I found this somewhat hard to review since the indenting isn't
following the (GNU) style used in the rest of the file. Please place
curly brackets on their own line when possible.
> Signed-off-by: Frank Ch. Eigler <fche@redhat.com>
> ---
> debuginfod/ChangeLog | 6 ++++
> debuginfod/debuginfod.cxx | 56 +++++++++++++++++++++++++++-------
> --
> tests/ChangeLog | 6 ++++
> tests/run-debuginfod-find.sh | 12 ++++++--
> 4 files changed, 63 insertions(+), 17 deletions(-)
>
> diff --git a/debuginfod/ChangeLog b/debuginfod/ChangeLog
> index 8cb89967e9d1..236e2ca3270f 100644
> --- a/debuginfod/ChangeLog
> +++ b/debuginfod/ChangeLog
> @@ -1,3 +1,9 @@
> +2020-10-20 Frank Ch. Eigler <fche@redhat.com>
> +
> + PR26756: more prometheus metrics
> + * debuginfod.cxx (*_exception): Add counters for error occurrences.
> + (fdcache::*): Add counters for fdcache operations and status.
Also a new public set_metrics() function.
In general these changes look correct.
Unfortunately the test crashes on my RHEL7 with DTS9 system:
Program terminated with signal SIGSEGV, Segmentation fault.
#0 0x000000000040dd58 in std::string::size (this=0xe63910)
at /opt/rh/devtoolset-9/root/usr/include/c++/9/bits/basic_string.h:6226
6226 operator<(const basic_string<_CharT, _Traits, _Alloc>& __lhs,
(gdb) where
#0 0x000000000040dd58 in std::string::size (this=0xe63910)
at /opt/rh/devtoolset-9/root/usr/include/c++/9/bits/basic_string.h:6226
#1 std::string::compare (__str="fdcache_op_count{op=\"evict\"}",
this=0xe63910)
at /opt/rh/devtoolset-9/root/usr/include/c++/9/bits/basic_string.h:5753
#2 std::operator< <char, std::char_traits<char>, std::allocator<char> > (
__rhs="fdcache_op_count{op=\"evict\"}",
__lhs=<error reading variable: Cannot access memory at address 0x225c>)
at /opt/rh/devtoolset-9/root/usr/include/c++/9/bits/basic_string.h:6229
#3 std::less<std::string>::operator() (this=<optimized out>,
__y="fdcache_op_count{op=\"evict\"}",
__x=<error reading variable: Cannot access memory at address 0x225c>)

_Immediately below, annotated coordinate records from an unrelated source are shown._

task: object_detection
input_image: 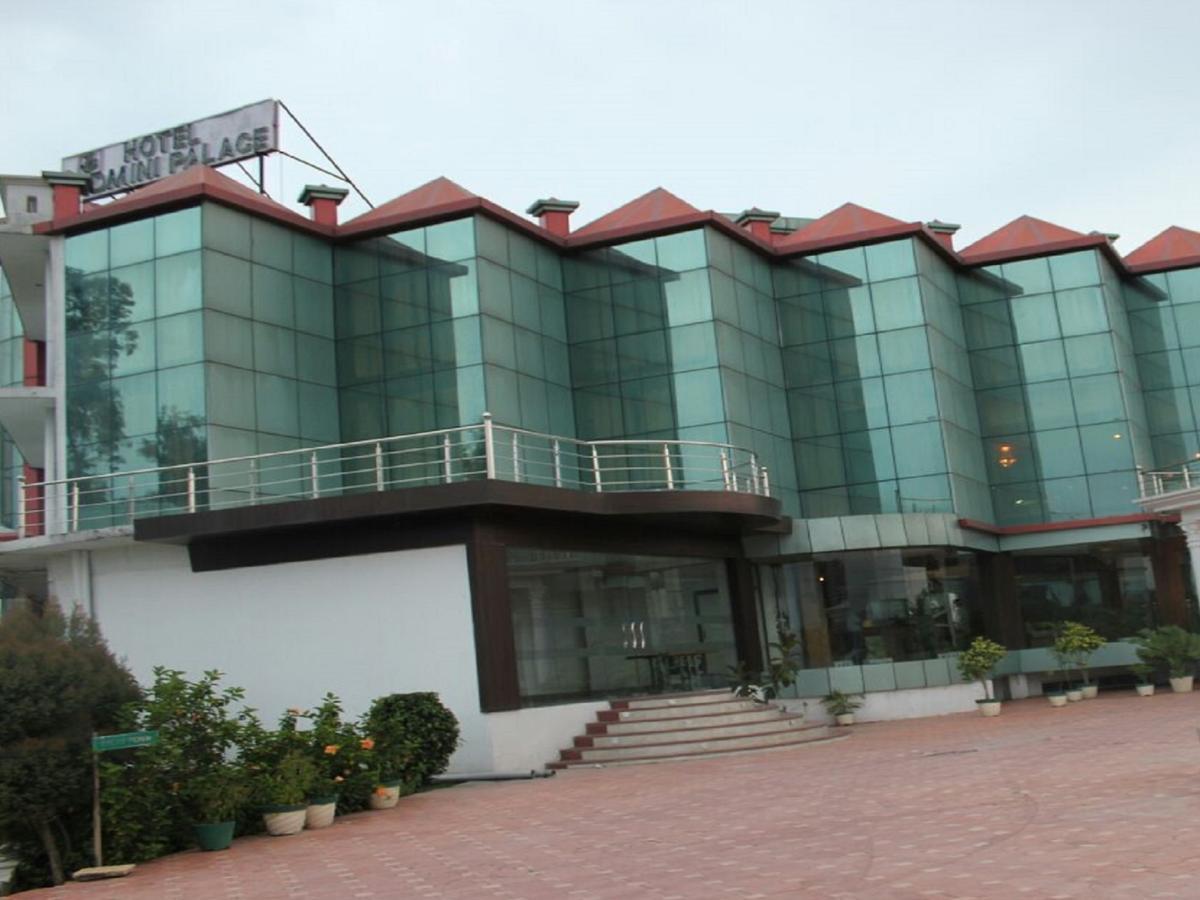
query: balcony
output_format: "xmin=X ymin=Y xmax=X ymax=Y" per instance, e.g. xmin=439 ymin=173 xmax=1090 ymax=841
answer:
xmin=18 ymin=414 xmax=778 ymax=538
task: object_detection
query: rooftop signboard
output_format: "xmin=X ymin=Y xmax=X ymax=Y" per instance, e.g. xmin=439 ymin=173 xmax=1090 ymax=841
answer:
xmin=62 ymin=100 xmax=280 ymax=199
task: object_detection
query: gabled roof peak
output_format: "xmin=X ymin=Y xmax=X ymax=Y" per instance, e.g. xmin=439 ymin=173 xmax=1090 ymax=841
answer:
xmin=571 ymin=187 xmax=702 ymax=238
xmin=1126 ymin=226 xmax=1200 ymax=271
xmin=960 ymin=216 xmax=1108 ymax=262
xmin=776 ymin=203 xmax=910 ymax=251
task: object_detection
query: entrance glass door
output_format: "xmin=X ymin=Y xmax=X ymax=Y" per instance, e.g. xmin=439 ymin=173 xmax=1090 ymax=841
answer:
xmin=508 ymin=547 xmax=737 ymax=704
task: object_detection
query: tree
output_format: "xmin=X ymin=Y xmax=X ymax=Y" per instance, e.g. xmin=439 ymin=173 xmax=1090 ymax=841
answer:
xmin=0 ymin=601 xmax=138 ymax=884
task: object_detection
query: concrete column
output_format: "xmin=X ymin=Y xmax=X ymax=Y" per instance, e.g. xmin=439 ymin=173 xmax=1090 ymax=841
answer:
xmin=1180 ymin=518 xmax=1200 ymax=614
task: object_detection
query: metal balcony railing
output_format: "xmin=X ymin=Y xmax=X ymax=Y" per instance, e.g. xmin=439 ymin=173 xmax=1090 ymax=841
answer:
xmin=1138 ymin=460 xmax=1200 ymax=499
xmin=18 ymin=413 xmax=770 ymax=538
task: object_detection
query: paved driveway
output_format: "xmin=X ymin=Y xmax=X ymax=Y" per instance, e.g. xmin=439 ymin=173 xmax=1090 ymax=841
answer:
xmin=25 ymin=694 xmax=1200 ymax=900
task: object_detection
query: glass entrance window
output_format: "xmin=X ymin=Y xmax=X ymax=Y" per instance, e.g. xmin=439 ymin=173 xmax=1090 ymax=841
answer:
xmin=508 ymin=547 xmax=737 ymax=706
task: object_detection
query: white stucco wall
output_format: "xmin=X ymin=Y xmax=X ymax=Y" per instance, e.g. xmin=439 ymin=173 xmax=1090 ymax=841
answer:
xmin=780 ymin=682 xmax=983 ymax=722
xmin=49 ymin=544 xmax=492 ymax=772
xmin=487 ymin=701 xmax=608 ymax=772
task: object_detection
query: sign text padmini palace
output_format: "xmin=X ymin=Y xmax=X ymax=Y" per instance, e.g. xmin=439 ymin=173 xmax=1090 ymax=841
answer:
xmin=62 ymin=100 xmax=280 ymax=199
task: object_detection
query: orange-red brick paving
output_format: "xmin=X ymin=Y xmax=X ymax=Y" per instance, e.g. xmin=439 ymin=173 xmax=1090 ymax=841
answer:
xmin=28 ymin=692 xmax=1200 ymax=900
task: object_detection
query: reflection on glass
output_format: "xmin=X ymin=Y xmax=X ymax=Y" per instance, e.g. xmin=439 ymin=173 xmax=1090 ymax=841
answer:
xmin=508 ymin=547 xmax=737 ymax=706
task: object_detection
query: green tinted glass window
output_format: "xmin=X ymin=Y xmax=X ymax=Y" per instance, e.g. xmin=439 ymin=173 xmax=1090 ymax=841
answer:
xmin=1050 ymin=250 xmax=1100 ymax=290
xmin=1016 ymin=341 xmax=1067 ymax=382
xmin=109 ymin=218 xmax=154 ymax=269
xmin=866 ymin=239 xmax=917 ymax=281
xmin=1057 ymin=288 xmax=1109 ymax=335
xmin=154 ymin=206 xmax=200 ymax=257
xmin=1009 ymin=294 xmax=1060 ymax=344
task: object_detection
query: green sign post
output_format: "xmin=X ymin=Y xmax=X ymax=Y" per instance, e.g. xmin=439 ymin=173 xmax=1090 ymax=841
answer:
xmin=91 ymin=731 xmax=158 ymax=754
xmin=91 ymin=731 xmax=158 ymax=866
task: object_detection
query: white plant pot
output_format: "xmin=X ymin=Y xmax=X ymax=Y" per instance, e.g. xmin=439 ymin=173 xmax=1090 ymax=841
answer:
xmin=304 ymin=800 xmax=337 ymax=828
xmin=263 ymin=805 xmax=308 ymax=836
xmin=370 ymin=785 xmax=400 ymax=809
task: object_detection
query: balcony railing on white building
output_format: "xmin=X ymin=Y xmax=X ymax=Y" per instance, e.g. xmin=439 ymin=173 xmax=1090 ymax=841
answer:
xmin=18 ymin=413 xmax=770 ymax=538
xmin=1138 ymin=460 xmax=1200 ymax=499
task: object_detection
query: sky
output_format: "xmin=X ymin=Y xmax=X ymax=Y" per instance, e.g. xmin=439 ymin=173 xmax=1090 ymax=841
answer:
xmin=0 ymin=0 xmax=1200 ymax=253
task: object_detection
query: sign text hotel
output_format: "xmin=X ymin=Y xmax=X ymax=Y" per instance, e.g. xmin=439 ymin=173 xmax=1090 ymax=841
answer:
xmin=62 ymin=100 xmax=280 ymax=199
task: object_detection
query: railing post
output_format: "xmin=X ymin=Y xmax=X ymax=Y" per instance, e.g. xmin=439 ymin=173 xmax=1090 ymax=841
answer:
xmin=484 ymin=413 xmax=496 ymax=480
xmin=592 ymin=444 xmax=604 ymax=493
xmin=17 ymin=475 xmax=25 ymax=538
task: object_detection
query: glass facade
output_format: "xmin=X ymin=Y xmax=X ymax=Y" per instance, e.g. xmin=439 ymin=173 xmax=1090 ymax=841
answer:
xmin=508 ymin=547 xmax=737 ymax=706
xmin=775 ymin=240 xmax=990 ymax=518
xmin=16 ymin=203 xmax=1200 ymax=526
xmin=959 ymin=250 xmax=1152 ymax=524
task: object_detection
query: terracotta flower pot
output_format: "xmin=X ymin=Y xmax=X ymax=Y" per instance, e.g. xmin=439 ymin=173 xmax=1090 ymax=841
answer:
xmin=263 ymin=803 xmax=308 ymax=836
xmin=304 ymin=794 xmax=337 ymax=828
xmin=370 ymin=781 xmax=401 ymax=809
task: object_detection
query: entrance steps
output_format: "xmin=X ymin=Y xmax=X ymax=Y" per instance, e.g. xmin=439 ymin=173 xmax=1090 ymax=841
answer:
xmin=547 ymin=689 xmax=840 ymax=769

at /opt/rh/devtoolset-9/root/usr/include/c++/9/bits/stl_function.h:386
#4 std::_Rb_tree<std::string, std::pair<std::string const, long>, std::_Select1st<std::pair<std::string const, long> >, std::less<std::string>, std::allocator<std::pair<std::string const, long> > >::_M_lower_bound (this=<optimized out>,
__k="fdcache_op_count{op=\"evict\"}", __y=0x7f922000ff00, __x=0xe638f0)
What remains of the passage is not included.